Unifying Appearance Codes and Bilateral Grids for Driving Scene Gaussian Splatting

TL;DR

This paper introduces a multi-scale bilateral grid that combines appearance codes and bilateral grids to enhance geometric accuracy in neural rendering of driving scenes, outperforming previous methods across multiple datasets.

Contribution

The paper presents a novel multi-scale bilateral grid approach that unifies appearance codes and bilateral grids, significantly improving scene reconstruction accuracy in autonomous driving scenarios.

Findings

Outperforms previous methods on Waymo, NuScenes, Argoverse, and PandaSet datasets.

Reduces floaters caused by photometric inconsistency.

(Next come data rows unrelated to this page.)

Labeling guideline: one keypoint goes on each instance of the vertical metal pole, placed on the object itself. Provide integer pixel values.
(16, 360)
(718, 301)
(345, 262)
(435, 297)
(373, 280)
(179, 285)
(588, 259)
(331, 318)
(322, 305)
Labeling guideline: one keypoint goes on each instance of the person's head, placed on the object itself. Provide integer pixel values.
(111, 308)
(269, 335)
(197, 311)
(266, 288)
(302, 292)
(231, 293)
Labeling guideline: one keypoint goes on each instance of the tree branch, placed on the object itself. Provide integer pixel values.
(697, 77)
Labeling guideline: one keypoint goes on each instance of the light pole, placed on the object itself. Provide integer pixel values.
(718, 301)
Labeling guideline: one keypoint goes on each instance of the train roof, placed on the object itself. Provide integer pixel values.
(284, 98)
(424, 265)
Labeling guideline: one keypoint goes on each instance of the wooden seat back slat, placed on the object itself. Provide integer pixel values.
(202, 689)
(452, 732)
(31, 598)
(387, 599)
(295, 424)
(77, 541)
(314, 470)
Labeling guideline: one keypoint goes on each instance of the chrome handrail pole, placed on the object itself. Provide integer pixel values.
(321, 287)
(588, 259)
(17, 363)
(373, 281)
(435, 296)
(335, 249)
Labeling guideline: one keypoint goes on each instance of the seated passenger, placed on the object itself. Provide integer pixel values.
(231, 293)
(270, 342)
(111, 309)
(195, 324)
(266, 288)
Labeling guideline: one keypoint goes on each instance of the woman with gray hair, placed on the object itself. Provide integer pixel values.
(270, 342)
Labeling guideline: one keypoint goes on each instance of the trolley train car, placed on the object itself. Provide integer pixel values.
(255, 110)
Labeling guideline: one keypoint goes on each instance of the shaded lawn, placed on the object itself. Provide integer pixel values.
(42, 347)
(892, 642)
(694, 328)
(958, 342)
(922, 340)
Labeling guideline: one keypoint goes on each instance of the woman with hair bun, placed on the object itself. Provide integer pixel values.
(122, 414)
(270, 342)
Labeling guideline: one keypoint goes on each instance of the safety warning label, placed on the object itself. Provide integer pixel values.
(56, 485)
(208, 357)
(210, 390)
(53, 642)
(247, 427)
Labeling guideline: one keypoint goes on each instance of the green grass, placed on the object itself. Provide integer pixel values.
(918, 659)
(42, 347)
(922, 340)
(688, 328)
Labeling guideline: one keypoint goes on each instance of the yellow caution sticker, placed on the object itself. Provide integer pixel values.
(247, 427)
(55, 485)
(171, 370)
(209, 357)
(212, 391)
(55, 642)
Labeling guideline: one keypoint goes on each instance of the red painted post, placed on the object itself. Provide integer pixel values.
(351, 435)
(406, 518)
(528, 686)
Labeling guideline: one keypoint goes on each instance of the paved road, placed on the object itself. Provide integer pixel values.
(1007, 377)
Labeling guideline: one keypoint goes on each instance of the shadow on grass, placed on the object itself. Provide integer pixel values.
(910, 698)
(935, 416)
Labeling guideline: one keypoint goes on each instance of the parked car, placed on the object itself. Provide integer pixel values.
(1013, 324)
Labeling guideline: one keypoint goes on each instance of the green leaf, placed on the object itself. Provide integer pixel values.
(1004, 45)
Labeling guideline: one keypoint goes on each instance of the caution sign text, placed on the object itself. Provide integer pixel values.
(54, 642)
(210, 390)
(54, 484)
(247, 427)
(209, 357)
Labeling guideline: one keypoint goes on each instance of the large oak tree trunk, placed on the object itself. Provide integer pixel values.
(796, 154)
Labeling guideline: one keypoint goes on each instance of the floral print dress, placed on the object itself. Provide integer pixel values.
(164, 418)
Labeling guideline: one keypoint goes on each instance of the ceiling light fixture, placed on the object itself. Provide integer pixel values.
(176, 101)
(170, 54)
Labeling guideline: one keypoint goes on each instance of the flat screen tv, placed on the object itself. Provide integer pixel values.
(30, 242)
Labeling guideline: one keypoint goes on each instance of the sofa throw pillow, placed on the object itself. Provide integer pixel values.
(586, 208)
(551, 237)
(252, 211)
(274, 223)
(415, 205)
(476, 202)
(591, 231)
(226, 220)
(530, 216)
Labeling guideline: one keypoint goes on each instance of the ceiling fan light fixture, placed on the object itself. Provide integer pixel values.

Enhances geometric accuracy in dynamic driving scenes.

Abstract

Neural rendering techniques, including NeRF and Gaussian Splatting (GS), rely on photometric consistency to produce high-quality reconstructions. However, in real-world scenarios, it is challenging to guarantee perfect photometric consistency in acquired images. Appearance codes have been widely used to address this issue, but their modeling capability is limited, as a single code is applied to the entire image. Recently, the bilateral grid was introduced to perform pixel-wise color mapping, but it is difficult to optimize and constrain effectively. In this paper, we propose a novel multi-scale bilateral grid that unifies appearance codes and bilateral grids. We demonstrate that this approach significantly improves geometric accuracy in dynamic, decoupled autonomous driving scene reconstruction, outperforming both appearance codes and bilateral grids. This is crucial for autonomous driving, where accurate geometry is important for obstacle avoidance and control. Our method shows strong results across four datasets: Waymo, NuScenes, Argoverse, and PandaSet. We further demonstrate that the improvement in geometry is driven by the multi-scale bilateral grid, which effectively reduces floaters caused by photometric inconsistency.